0

The following query pulls data correctly as expected, however the left join with lnk_cat_isrc table and through that to catalogue table, brings back repeated data if there is more than one item in catalogue which has the same isrcs from isrc table:

SELECT 
                isrc.ISRC,
                isrc.Track_Name,
                isrc.ArtistName,
                isrc.TitleVersion,
                isrc.Track_Time,
                `isrc_performer`.`PerformerName` ,
                `performer_category`.`PerformerCategory` ,
                `isrc_performer`.`PerformerRole` ,
                `isrc`.`isrc_ID`,
                `isrc_performer`.`Perf_ID`

        FROM `isrc`

        LEFT JOIN `isrc_performer` ON (isrc.isrc_ID = isrc_performer.isrc_ID)
        LEFT JOIN `performer_category` ON (performer_category.PerfCat_ID = isrc_performer.PerfCat_ID)
        LEFT JOIN `lnk_cat_isrc` ON (lnk_cat_isrc.isrc_ID = isrc.isrc_ID)
        LEFT JOIN `catalogue` ON (catalogue.ID = lnk_cat_isrc.cat_id) 
        ORDER BY   isrc_ID     desc LIMIT 0 , 10
        ";

I cannot use group by on isrc, because the isrc_performer table can have more than one performer to an isrc.

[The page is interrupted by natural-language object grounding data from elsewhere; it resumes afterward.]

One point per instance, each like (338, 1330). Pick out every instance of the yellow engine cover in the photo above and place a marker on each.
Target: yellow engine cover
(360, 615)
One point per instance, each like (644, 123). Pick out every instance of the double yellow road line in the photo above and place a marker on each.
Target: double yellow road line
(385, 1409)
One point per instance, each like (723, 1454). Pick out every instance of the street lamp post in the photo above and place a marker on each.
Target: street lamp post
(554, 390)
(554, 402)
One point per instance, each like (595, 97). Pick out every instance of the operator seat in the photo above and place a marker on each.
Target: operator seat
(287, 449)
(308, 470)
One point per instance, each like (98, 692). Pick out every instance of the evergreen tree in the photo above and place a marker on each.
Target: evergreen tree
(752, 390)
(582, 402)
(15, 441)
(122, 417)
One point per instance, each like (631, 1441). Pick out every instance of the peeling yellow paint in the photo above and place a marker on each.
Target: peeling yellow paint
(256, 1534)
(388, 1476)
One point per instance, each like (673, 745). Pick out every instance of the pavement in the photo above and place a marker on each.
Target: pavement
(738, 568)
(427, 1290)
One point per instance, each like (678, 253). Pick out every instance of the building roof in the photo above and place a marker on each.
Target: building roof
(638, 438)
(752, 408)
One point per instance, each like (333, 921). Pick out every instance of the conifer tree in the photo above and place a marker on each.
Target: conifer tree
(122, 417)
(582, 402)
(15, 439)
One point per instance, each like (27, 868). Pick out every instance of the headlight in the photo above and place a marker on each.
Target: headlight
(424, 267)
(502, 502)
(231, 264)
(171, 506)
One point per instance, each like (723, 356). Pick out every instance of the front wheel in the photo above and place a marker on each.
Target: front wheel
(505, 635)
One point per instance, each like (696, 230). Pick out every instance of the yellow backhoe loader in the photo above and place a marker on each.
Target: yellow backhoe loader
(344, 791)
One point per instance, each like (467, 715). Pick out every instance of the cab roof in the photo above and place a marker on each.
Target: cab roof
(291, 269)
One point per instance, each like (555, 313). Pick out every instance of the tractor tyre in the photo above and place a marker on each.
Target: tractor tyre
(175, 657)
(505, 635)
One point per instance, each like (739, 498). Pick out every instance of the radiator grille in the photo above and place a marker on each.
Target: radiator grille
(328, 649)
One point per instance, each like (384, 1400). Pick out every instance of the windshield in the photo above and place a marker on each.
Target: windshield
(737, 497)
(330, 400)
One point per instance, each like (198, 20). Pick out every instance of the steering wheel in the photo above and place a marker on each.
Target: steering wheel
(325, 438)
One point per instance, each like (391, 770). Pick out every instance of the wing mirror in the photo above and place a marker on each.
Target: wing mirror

So the relations are like this: Few items from catalogue table can have several identical items from isrc table. In turn, each isrc can have more than one entry in isrc_performer table.

What I want is to display all corresponding data from isrc_performer in relation to each isrc, but not repeating it for each item from catalogue table. I also want to display all the rest "empty" isrcs (those which don't have any data in isrc_performer table)

Can you give me any ideas?

P.S. despite I'm not pulling any data from catalogue table itself, I'm using it to search by a catalogue number, when user defines search criteria for $where_condition variable, hence I need to keep it in the query. i.e. $where_condition = "catalogue.Catalogue LIKE '%test%' OR ISRC LIKE '%test%' OR Track_Name LIKE '%test%' OR ArtistName LIKE '%test%' OR TitleVersion LIKE '%test%' OR PerformerName LIKE '%test%' OR PerformerCategory LIKE '%test%' OR PerformerRole LIKE '%test%'";

------UPD:

trying to graphically represent possible variation in these 3 tables relations:

cat1 - isrc1 - performer1
       isrc2 - performer1
             - performer2
             - performer3

cat2 - isrc2 - performer1
             - performer2
             - performer3
     - isrc3 - performer2
             - performer4

cat3 - isrc4
     - isrc1 - performer1

UPD (pics added)

Here are screen prints. As you can see on picture 1 there are 9 rows with same isrc number, however there are 3 repeated performers Jason, David, Paul.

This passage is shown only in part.